En France, la médiation s’est organisée de manière très désordonnée, ce qui a créé un certain éparpillement des organisations et des idées. Donner un statut aux médiateurs permettrait d’harmoniser les pratiques, mais donnerait aussi au citoyen des garanties en imposant notamment des critères de compétences et de responsabilité du médiateur. Enfin, cela permettrait également de distinguer la médiation des autres modes alternatifs de résolution des conflits, et plus particulièrement de la conciliation avec laquelle elle est souvent confondue. L’idée est d’ancrer le réflexe de l’amiable dans la culture française, ce qui n’est pas le cas aujourd’hui. Pour y parvenir, nous suggérons également d’organiser la profession autour d’un Conseil national de la médiation (CNM), qui serait également chargé d’organiser la formation des médiateurs et notamment de délivrer les agréments.

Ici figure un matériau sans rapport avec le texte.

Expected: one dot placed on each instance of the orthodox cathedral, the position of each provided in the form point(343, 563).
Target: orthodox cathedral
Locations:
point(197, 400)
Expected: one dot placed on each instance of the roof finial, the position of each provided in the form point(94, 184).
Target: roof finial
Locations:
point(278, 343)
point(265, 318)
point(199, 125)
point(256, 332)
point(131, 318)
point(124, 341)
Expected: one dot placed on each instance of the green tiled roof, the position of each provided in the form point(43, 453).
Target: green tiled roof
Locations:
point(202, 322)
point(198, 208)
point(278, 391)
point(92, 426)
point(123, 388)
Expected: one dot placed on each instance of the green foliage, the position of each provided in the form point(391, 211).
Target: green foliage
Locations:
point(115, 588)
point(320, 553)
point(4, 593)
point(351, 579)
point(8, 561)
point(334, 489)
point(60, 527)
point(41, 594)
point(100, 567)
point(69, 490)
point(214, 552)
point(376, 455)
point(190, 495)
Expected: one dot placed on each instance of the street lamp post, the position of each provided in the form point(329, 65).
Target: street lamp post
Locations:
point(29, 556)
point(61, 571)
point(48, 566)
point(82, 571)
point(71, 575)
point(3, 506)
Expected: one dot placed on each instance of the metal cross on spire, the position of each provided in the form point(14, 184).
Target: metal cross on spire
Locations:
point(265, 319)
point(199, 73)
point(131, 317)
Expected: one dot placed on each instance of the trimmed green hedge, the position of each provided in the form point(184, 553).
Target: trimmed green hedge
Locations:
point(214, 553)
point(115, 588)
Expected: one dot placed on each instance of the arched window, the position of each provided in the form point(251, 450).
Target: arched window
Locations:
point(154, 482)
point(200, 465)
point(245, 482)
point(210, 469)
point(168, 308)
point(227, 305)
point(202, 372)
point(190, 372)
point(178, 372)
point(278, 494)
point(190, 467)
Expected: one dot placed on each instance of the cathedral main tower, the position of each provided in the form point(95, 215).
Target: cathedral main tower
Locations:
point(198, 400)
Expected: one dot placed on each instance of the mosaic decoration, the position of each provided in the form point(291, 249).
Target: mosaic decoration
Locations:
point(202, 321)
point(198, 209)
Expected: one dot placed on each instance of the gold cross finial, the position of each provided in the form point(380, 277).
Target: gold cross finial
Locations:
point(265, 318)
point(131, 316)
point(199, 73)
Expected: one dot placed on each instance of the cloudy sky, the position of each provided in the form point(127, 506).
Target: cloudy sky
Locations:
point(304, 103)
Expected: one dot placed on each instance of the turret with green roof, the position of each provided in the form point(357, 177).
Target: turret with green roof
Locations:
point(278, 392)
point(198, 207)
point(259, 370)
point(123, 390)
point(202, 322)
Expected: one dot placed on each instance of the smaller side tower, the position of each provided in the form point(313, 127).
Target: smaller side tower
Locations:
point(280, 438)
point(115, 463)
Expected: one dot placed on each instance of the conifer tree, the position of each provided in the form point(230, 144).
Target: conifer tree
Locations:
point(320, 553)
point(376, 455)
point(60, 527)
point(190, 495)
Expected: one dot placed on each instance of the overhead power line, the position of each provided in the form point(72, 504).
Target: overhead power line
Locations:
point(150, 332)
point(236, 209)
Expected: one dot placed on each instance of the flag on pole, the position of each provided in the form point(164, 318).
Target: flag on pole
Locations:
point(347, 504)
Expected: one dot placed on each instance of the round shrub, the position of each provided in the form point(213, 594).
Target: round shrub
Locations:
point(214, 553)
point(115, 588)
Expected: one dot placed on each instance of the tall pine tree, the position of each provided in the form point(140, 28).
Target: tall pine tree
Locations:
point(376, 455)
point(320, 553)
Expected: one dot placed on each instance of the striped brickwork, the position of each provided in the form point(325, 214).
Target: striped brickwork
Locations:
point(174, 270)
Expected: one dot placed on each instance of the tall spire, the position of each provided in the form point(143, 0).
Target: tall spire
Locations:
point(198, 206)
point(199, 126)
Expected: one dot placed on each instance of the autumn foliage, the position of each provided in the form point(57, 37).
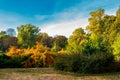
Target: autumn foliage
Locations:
point(40, 56)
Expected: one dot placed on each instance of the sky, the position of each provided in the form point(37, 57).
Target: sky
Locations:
point(55, 17)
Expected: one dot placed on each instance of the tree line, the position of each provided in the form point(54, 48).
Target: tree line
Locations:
point(96, 50)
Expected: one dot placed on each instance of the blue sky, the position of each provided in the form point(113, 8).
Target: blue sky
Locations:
point(56, 17)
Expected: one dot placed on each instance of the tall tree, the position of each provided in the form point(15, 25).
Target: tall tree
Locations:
point(45, 39)
point(26, 35)
point(76, 40)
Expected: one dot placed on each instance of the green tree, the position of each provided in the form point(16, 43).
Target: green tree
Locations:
point(27, 35)
point(76, 41)
point(60, 41)
point(10, 32)
point(45, 39)
point(116, 47)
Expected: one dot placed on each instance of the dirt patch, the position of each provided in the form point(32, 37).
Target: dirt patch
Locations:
point(47, 74)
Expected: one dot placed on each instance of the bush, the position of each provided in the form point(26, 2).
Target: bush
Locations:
point(95, 63)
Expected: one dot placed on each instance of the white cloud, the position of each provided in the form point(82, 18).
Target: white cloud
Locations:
point(64, 28)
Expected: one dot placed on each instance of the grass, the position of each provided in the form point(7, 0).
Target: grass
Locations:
point(51, 74)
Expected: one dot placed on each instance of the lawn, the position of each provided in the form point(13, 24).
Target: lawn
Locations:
point(51, 74)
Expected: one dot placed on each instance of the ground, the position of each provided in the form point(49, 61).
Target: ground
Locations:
point(51, 74)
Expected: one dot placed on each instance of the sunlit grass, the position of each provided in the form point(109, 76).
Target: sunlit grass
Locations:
point(51, 74)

Justement, cet organe représentatif fait actuellement polémique auprès des avocats…
En effet, car les avocats font déjà partie d’une profession réglementée et pensent que la création du CNM en fera naître une autre. Or ils n’ont pas le droit d’exercer une autre profession, sauf à titre accessoire. Mais ce Livre blanc n’est pas l’alpha et l’oméga ; il s’agit pour l’instant d’un document de travail, et nous réfléchirons avec les organisations et les ministères concernés à la manière dont nous pourrions trouver un consensus avec les médiateurs issus de la profession d’avocat afin de ne pas créer d’incompatibilité. D’ailleurs, nous précisons bien que le but n’est pas de créer une nouvelle profession réglementée de médiateur. Il faut à tout prix mettre fin aux voix discordantes, et je suis confiante dans le fait que nous allons y arriver.
De manière générale, quel rôle la médiation a-t-elle à jouer en entreprise ?
La médiation en entreprise a toute sa place, essentiellement à deux niveaux : pour traiter les problèmes de discrimination et de harcèlement, tout d’abord, mais aussi en vue d’améliorer la gouvernance. Dans ces deux cas, la médiation peut intervenir à titre préventif de manière très efficace, afin de permettre de déceler les problèmes et de voir comment mettre en place des moyens de communication et de régulation visant à éviter les conflits en amont. Ce travail, nous devons le faire avec la direction. Dans mon exercice de médiateur d’entreprise, j’ai constaté que plus on m’appelait tard, plus la médiation était longue et fastidieuse car les conflits étaient déjà installés.
Comment expliquez-vous que la médiation peine encore autant à convaincre la profession d’avocat ?
Les avocats ont peur que la médiation ne vienne leur enlever une partie de leur travail et empiéter sur leur marché. Or, ce sont deux métiers différents et chacun est utile, notamment en entreprise où les avocats jouent leur rôle de conseil éclairé sur les problématiques de leurs clients. Les médiateurs sont là uniquement pour traiter le conflit.